Borrow the beloved’s eyes. Look through them and you’ll see the beloved’s face everywhere. No tiredness, no jaded boredom. ‘I shall be your eyes and your hands and your loving. Let that happen, and things you have hated will become helpers'. — Rumi
(Ohotto, Robert. Transforming Fate Into Destiny (p. 151). Hay House. Kindle Edition.)
I've talked about patterns before. This time the pattern I see unfolding everywhere is one of us versus them. Protests for and against both sides are filled with hate speech. In coffee shops, small groups mutter and complain about who can and cannot afford a house or how homeless people have taken over our parks.
Let's look at othering and belonging at the personal level. Perhaps you can relate. In the past, I've experienced friends slowly drifting away one by one. I was hurt by some and happy about others, but I started to wonder if I was missing something. Perhaps there was a part of me that was repelling other people. Perhaps there was a shadow side of me that needed to be looked at and understood. Carl Jung first used the term 'shadow self' to describe the things people repress or don't like to look at in themselves but there can be no progress without coming to terms with the very things we don't want to look at inside.
I immediately thought of Robert Ohotto’s shadow work in his book, Transforming Fate into Destiny. (citation above) He describes shadow work, when it comes to relationships, as 'shadow dancing' which means you may attract someone into your life that will show you more clearly what your shadow sides are. For example, if you’re having trouble being assertive, you may attract people who are controlling and manipulative. Weak boundaries? You may attract those who invade your boundaries on a regular basis. Don’t like what others are dishing out? Perhaps there’s something inside you that recognizes that thing in others. The point Robert makes is true. There are two people shadow dancing and one of them is you.
As one of the shadow dancers, I had to take a look at my friendships in a new light. What was there between us that caused our relationships to end? Did those relationships die a natural death as I was changing rapidly inside? Probing a little further, I could have said something that was hurtful to them but didn't realize it. I’d done that foot-in-mouth thing before. It’s always a truth, but the truth without compassion is just brutal. There's a shadow side in there I need to look at, for sure.
Researching othering for this blog, I came across an article that also mentions our shadow sides:
Othering isn’t just a false path to belonging. We might also see it as the shadow side of belonging.
Intrigued, I read further and found Toni Morrison's quote:
What is the nature of Othering's comfort, its allure, its power (social, psychological, or economical)? Is it the thrill of belonging - which implies being part of something bigger than one's solo self, and therefore stronger? My initial view leans toward the social/psychological need for a ‘stranger,’ an Other in order to define the estranged self …. (Kim Samuel, “How to Reverse the Psychology of Othering”, Psychology Today, May 11, 2023, peer reviewed by Michelle Quirk
Othering, today, is a term that loosely means to puff oneself or one's group up to the detriment of another, different group. It has led directly to prejudice, colonialism, and the polarization we see playing out on the world's stage today. It infiltrates our Western Society in ways we don't see until it happens to us. There are more subtle ways of othering working even in self-help and healing groups as we jockey with our modalities.

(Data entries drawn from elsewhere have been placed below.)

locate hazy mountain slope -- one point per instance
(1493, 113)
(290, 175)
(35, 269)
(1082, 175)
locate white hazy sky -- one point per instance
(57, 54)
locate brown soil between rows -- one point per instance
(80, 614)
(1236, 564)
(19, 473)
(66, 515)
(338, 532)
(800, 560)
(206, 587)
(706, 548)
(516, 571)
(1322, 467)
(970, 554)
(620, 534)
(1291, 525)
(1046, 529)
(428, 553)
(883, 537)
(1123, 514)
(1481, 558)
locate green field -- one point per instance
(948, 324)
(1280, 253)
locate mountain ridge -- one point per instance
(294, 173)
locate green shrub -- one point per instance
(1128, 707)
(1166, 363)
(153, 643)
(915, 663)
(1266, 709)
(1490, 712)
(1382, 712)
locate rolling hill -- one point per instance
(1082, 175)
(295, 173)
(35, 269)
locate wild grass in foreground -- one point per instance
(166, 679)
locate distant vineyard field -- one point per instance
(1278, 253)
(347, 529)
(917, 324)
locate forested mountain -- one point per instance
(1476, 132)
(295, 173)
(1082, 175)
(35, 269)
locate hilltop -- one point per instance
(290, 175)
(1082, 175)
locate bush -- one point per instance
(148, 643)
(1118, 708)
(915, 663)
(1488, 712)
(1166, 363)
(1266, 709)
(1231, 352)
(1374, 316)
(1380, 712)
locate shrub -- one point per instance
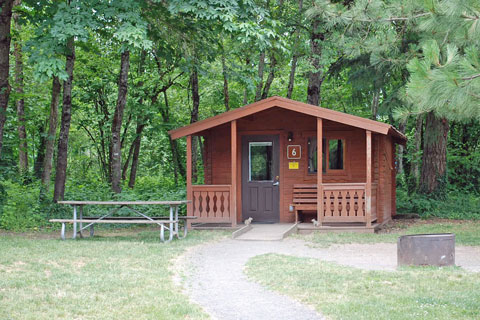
(20, 207)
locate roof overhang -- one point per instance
(315, 111)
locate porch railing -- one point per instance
(345, 202)
(212, 203)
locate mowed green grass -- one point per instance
(348, 293)
(466, 233)
(127, 275)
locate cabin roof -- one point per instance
(280, 102)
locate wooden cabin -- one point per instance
(262, 161)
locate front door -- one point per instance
(260, 178)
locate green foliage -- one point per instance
(457, 205)
(19, 206)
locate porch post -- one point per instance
(368, 188)
(233, 189)
(319, 171)
(189, 179)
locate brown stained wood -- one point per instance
(233, 171)
(280, 121)
(319, 171)
(368, 187)
(288, 104)
(189, 178)
(211, 203)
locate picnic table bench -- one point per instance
(171, 223)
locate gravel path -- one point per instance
(217, 282)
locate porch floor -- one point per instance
(268, 232)
(306, 228)
(214, 226)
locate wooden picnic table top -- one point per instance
(126, 203)
(138, 221)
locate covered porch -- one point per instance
(356, 198)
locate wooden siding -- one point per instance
(281, 121)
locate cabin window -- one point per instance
(260, 161)
(335, 155)
(312, 155)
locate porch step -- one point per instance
(265, 232)
(306, 228)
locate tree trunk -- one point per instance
(226, 97)
(433, 179)
(52, 133)
(293, 68)
(136, 153)
(5, 37)
(291, 78)
(261, 67)
(415, 168)
(20, 103)
(194, 118)
(40, 158)
(271, 76)
(245, 90)
(177, 163)
(61, 169)
(127, 162)
(117, 123)
(401, 149)
(315, 77)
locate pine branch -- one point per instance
(471, 77)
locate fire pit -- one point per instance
(426, 250)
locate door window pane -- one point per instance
(260, 161)
(335, 154)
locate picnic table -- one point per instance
(78, 219)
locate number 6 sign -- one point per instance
(294, 152)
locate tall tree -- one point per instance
(193, 119)
(5, 37)
(117, 122)
(20, 102)
(51, 134)
(62, 154)
(315, 76)
(296, 53)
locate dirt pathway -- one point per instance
(216, 281)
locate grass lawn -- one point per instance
(126, 275)
(466, 232)
(348, 293)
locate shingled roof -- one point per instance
(279, 102)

The tendency to stick with our own kind is ingrained in us for survival, but what happens when one of our kind evolves and the group doesn't like how they evolved? The group is faced with making a choice. Remember the group needs the 'other' to define itself so any differences must lead to redefining the group or closing ranks and distancing themselves from the different and potentially dangerous evolver.
Familial groups grapple with othering and belonging, too, as our concepts about family has changed much over the last century. When the family group is a certain way and one of that group is different in a way the family can't or won't support, the fallout strikes everyone at the heart level. Maybe reaching for the heart level is what we need to overcome othering. Perhaps that will help us grasp a more inclusive viewpoint and hold on to it tightly while our groups are listening to each other and searching for that common ground even if the only result is to agree that each person is human and therefore valued and loved.
My point is that groups outside of family can also operate from that fundamental heart baseline of openness and compassion toward its members AND extend that baseline to others who might be different. I submit, to have the ability to do this, we must first do the work of knowing ourselves, our own shadows and who we choose to be when the chips are down.
Is there an antidote to othering? From my viewpoint there is. I'd been grappling with polarization and have said many times we must look at our differences from a higher viewpoint to be able to find commonalities. I believe this is the key to less othering and more belonging. Sometimes it requires a bridge, a peace offering or even just compassionate listening. If we can foster a strong will to find commonalities, they will be found.
We don’t always know how our attitudes and biases will ripple out around us. We don’t know exactly what effect it will have in our own lives let alone the broader world around us. I do know the more we do the work of seeing ourselves and each other as human and worthy of being valued and loved, the less othering will take place. Sometimes it may only take seeing two puzzle pieces and knowing they fit together in the bigger picture.